Depuis un an, Viktoria Amelina s’était éloignée de la fiction pour se consacrer à la recherche et à la documentation des crimes de guerre commis par les agresseurs. Mais il y en a un qu’elle ne pourra pas documenter : celui commis contre elle. Je consacrerai les mois qui viennent à écrire sur ce terrible crime, à le raconter minutieusement et en détail, contre la propagande et les mensonges russes. C’est mon devoir de justice, au sens abstrait, et de la justice qui devra un jour punir ce terrible crime précis, commis contre une grande et courageuse collègue, une écrivaine de l’âge de ma fille, dont le fils de dix ans est devenu orphelin. C’est mon devoir au moins envers cet enfant de dix ans, afin que dans dix ans ce garçon sache exactement comment sa mère, courageuse, brillante et douce, a été tuée.

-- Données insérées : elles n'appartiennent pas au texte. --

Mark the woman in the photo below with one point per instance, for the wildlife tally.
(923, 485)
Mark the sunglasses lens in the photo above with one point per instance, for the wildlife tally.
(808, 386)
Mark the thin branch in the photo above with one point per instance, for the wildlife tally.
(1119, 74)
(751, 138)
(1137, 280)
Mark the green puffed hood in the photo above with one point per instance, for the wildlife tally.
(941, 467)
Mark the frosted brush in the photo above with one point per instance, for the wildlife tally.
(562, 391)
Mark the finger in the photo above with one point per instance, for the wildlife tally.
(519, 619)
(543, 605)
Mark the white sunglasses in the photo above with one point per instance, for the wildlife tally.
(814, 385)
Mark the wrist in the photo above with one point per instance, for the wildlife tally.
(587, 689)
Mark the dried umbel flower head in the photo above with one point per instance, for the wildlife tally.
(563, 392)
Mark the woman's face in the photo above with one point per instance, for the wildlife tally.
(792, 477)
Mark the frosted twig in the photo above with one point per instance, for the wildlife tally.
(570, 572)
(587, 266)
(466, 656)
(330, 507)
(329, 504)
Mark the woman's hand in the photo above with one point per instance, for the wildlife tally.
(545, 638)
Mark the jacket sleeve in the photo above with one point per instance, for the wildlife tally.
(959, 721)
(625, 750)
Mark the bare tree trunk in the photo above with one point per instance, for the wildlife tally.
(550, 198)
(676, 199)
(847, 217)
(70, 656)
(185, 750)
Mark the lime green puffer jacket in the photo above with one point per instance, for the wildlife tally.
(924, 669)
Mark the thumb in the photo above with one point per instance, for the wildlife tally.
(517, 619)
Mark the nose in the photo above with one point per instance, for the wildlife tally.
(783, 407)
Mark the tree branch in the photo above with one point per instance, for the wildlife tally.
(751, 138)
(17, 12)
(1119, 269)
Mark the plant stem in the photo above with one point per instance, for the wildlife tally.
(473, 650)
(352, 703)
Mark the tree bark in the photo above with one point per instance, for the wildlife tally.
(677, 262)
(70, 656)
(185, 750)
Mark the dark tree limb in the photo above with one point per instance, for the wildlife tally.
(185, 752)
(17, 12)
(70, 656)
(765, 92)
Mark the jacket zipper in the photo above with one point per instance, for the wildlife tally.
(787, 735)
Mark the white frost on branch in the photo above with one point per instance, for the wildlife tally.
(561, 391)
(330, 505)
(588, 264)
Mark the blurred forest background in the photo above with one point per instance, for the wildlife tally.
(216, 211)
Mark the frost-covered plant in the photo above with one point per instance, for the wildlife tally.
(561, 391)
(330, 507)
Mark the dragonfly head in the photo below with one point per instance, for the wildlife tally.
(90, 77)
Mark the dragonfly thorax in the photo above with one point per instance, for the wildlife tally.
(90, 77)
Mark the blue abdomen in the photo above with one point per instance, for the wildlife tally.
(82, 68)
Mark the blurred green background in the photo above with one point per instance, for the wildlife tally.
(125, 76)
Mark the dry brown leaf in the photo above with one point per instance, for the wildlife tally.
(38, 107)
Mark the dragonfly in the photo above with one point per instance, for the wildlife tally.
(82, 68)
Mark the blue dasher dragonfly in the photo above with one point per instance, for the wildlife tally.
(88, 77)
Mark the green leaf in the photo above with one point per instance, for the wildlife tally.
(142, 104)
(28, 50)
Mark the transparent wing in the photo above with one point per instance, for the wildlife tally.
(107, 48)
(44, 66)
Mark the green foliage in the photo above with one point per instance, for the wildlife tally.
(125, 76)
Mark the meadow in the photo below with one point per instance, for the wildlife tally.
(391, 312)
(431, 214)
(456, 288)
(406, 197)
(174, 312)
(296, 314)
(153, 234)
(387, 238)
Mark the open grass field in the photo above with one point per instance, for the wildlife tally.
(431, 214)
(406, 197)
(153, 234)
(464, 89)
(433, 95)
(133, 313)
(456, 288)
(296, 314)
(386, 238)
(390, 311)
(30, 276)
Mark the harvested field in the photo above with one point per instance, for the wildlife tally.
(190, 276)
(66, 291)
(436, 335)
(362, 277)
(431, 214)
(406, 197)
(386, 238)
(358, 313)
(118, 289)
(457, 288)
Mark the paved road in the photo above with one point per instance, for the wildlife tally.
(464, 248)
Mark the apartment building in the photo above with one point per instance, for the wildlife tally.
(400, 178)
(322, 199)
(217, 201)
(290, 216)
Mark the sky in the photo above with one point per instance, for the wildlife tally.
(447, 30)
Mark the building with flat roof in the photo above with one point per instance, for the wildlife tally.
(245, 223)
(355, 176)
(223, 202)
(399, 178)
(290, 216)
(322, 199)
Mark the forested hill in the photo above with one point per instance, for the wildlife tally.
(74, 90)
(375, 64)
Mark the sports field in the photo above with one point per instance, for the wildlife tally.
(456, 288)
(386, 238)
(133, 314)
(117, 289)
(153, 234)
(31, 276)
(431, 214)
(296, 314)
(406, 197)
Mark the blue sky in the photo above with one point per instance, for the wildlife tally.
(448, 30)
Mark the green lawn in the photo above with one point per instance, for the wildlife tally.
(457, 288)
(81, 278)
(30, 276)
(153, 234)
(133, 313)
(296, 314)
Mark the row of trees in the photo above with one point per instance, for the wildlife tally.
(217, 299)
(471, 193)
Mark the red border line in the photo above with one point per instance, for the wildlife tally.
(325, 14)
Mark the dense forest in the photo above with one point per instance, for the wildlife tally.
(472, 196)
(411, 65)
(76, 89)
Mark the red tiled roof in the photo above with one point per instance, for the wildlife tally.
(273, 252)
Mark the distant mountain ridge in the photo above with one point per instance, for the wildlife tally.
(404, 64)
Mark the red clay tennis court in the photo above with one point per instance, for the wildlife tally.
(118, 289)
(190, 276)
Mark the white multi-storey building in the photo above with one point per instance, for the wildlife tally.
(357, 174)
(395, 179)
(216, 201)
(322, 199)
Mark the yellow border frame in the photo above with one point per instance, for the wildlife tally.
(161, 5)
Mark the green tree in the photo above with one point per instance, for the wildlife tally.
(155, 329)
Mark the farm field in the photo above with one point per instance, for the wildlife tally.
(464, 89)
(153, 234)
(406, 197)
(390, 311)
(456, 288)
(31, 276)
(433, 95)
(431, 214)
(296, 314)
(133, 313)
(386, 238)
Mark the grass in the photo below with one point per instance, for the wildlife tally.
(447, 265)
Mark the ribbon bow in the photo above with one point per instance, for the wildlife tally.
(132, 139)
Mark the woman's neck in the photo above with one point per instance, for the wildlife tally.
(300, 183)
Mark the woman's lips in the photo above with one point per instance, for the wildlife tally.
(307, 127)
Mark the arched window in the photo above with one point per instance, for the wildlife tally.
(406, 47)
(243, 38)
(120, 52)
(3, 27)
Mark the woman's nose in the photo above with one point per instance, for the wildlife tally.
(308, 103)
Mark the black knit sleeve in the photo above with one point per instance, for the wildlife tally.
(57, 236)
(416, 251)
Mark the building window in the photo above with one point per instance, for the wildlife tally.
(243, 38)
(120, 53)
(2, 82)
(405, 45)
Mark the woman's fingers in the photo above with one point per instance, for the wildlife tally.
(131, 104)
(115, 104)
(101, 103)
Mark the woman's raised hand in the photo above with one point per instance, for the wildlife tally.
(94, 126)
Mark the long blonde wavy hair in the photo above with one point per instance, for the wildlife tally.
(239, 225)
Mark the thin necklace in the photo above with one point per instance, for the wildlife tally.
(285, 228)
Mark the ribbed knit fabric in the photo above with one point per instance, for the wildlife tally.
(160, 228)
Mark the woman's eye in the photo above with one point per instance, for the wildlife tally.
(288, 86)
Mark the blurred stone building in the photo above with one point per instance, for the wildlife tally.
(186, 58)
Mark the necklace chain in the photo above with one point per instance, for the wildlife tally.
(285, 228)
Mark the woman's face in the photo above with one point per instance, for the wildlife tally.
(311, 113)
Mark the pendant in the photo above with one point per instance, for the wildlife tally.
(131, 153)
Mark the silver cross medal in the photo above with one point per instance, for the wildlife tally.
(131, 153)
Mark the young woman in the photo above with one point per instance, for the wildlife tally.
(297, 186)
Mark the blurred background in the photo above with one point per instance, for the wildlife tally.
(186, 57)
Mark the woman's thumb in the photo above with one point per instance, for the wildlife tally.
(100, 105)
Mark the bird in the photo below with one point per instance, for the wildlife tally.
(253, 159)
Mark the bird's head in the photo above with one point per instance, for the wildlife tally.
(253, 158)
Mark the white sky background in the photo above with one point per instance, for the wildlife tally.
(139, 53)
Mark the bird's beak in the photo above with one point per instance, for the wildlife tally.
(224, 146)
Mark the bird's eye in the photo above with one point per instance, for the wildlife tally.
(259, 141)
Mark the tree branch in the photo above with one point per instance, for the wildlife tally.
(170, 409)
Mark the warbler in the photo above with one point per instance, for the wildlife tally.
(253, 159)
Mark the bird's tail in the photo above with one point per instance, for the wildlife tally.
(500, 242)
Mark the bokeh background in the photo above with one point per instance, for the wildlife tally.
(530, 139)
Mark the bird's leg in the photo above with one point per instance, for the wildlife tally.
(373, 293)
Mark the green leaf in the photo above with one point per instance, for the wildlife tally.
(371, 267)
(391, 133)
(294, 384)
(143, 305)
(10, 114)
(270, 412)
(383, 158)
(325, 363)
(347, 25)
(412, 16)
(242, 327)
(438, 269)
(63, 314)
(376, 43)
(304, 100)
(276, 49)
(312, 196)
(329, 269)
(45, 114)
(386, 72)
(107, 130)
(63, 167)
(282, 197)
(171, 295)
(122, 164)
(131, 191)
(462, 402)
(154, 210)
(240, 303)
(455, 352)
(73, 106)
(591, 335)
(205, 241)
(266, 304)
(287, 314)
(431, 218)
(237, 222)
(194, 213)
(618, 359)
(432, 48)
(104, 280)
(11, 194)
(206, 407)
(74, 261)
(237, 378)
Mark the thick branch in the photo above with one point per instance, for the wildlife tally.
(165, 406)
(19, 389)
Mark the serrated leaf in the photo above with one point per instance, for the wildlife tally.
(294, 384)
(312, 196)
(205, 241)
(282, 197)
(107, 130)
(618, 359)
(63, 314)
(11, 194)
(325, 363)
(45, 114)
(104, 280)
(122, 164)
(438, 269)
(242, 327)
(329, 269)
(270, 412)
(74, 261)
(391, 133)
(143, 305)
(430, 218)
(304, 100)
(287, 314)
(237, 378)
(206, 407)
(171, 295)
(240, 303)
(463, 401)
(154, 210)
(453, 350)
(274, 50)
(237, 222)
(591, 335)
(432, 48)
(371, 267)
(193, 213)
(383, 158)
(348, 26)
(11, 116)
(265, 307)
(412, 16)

Pour le moment, je ne vous parlerai que du dernier moment où Viktoria Amelina était consciente. J’étais assis en face d’elle sur la terrasse du restaurant. Puisqu’une loi interdit la vente d’alcool, elle avait commandé une bière sans alcool. Sergio Jaramillo a rempli mon verre de glace et de quelque chose qui ressemblait à du jus de pomme. Viktoria regarda mon verre et a dit en souriant : « On dirait du whisky ». A ce moment, l’Iskander nous est tombé dessus, l’enfer est tombé du ciel. Maintenant, Viktoria a une maison dans le ciel. Non pas au sens chrétien ou musulman, non. Dans ce ciel immatériel, le ciel de l’esprit, très humain, qu’on appelle la mémoire.